Acting on precise intelligence, the DRG team penetrated into the bushes near the Koimenta-Erapalli belt and unearthed a full-scale armament unit which the Maoists had manned for months in anticipation of a new wave of attacks.
What the soldiers found was no makeshift shed but a hidden workshop buzzing under solar panels. Seventeen native-made rifles, each capable of continuous fire, were laid half-loaded next to barrel-grenade launchers designed to destroy patrols.
Piles of steel rods, trigger mechanisms, lathe machines, drilling bits and welding kits filled the cavernous hideout, while boxes of gelatin sticks, detonators and circuit boards waited to be made into bombs by the roadside.
Sukma Superintendent of Police (SP) Kiran Chavan later told reporters that the surrendered cadres had given information about the location weeks ago, which is proof that fear is now spreading faster than ideology among the Maoists.

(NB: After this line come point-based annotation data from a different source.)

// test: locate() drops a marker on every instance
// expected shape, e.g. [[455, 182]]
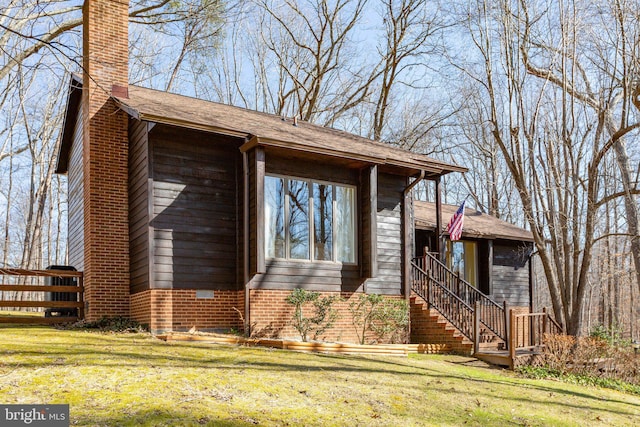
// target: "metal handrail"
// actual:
[[491, 314], [452, 308]]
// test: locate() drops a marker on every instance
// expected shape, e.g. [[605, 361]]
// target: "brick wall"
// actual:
[[271, 316], [105, 152], [181, 310]]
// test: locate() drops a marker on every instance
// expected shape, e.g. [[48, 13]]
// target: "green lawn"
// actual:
[[134, 379]]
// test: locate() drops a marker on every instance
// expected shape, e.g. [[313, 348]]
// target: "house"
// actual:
[[184, 212], [493, 255]]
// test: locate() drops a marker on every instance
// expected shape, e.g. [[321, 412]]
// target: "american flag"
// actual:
[[454, 228]]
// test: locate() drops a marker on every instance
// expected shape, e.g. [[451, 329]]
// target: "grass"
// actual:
[[134, 379]]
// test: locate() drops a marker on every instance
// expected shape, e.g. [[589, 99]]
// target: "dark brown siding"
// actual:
[[510, 274], [195, 209], [75, 199], [139, 189], [369, 227], [389, 247]]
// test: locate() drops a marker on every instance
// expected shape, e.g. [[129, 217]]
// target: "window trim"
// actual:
[[311, 218]]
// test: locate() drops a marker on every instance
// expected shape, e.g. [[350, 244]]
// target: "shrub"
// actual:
[[385, 318], [323, 314], [112, 324]]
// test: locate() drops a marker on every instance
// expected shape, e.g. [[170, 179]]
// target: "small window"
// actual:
[[309, 220], [462, 259]]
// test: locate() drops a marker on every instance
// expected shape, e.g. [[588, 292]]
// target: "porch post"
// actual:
[[439, 219]]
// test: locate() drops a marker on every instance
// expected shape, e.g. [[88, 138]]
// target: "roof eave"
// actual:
[[74, 98]]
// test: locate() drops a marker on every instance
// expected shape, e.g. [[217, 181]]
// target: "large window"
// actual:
[[309, 220]]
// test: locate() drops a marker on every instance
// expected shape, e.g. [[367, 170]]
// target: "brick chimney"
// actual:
[[105, 158]]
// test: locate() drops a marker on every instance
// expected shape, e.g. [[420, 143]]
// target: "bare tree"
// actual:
[[552, 143]]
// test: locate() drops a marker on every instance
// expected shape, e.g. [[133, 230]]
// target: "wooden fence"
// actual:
[[528, 331], [29, 283]]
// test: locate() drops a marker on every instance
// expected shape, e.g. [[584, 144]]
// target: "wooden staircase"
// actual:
[[447, 309], [428, 326]]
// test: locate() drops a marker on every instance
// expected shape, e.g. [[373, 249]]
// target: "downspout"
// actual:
[[407, 226], [245, 245]]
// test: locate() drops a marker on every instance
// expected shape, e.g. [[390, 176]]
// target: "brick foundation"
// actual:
[[181, 310]]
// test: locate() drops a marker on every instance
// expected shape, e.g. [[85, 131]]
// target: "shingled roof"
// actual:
[[476, 224], [257, 129]]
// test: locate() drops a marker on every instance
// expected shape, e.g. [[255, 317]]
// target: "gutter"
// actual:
[[246, 225]]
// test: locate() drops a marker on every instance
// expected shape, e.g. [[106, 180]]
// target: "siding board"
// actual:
[[138, 206], [195, 229], [76, 198], [388, 280]]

This year, 249 Naxalites have been killed in encounters across Bastar, among them the movement’s general secretary Nambala Keshav Rao. An officer roaming the site reported that the air was filled with the smell of gun oil and fresh metal shavings.
Blueprints pinned to the bark show plans for rifles that could match the accuracy of those issued by the army, a desperate attempt to replace the hundreds of weapons lost in encounters this year.
With winter over and local elections approaching, the factory was the rebels’ lifeline; Its destruction has cleared that line. Before evening the entire complex was razed to the ground, flames reaching the treetops as the explosives were safely detonated.
Each soldier returned to Mataguda camp without a scratch, their radios playing with quiet triumph.
Two hundred and twenty of these deaths occurred in the same seven districts of Sukma, which had once turned impenetrable forests into hunting grounds for security forces. Villagers who once paid levies now watch with folded hands as DRG troops pass by, feeling down the shrinking red corridor of what was once a burnt-out workshop.
The loss for the Maoists is more than just metal and powder; This is the collapse of the dream of fighting another season. For the forces, it is another dawn patrol set deep in the green hell, chasing the next hidden spark before it ignites.
“It couldn’t have been a worse time for him,” the SP said. “This year alone 249 Naxalites have been killed across the state – including top CPI (Maoist) general secretary Nambala Keshav Rao – this factory was their desperate attempt to return. We ensured it became their graveyard.”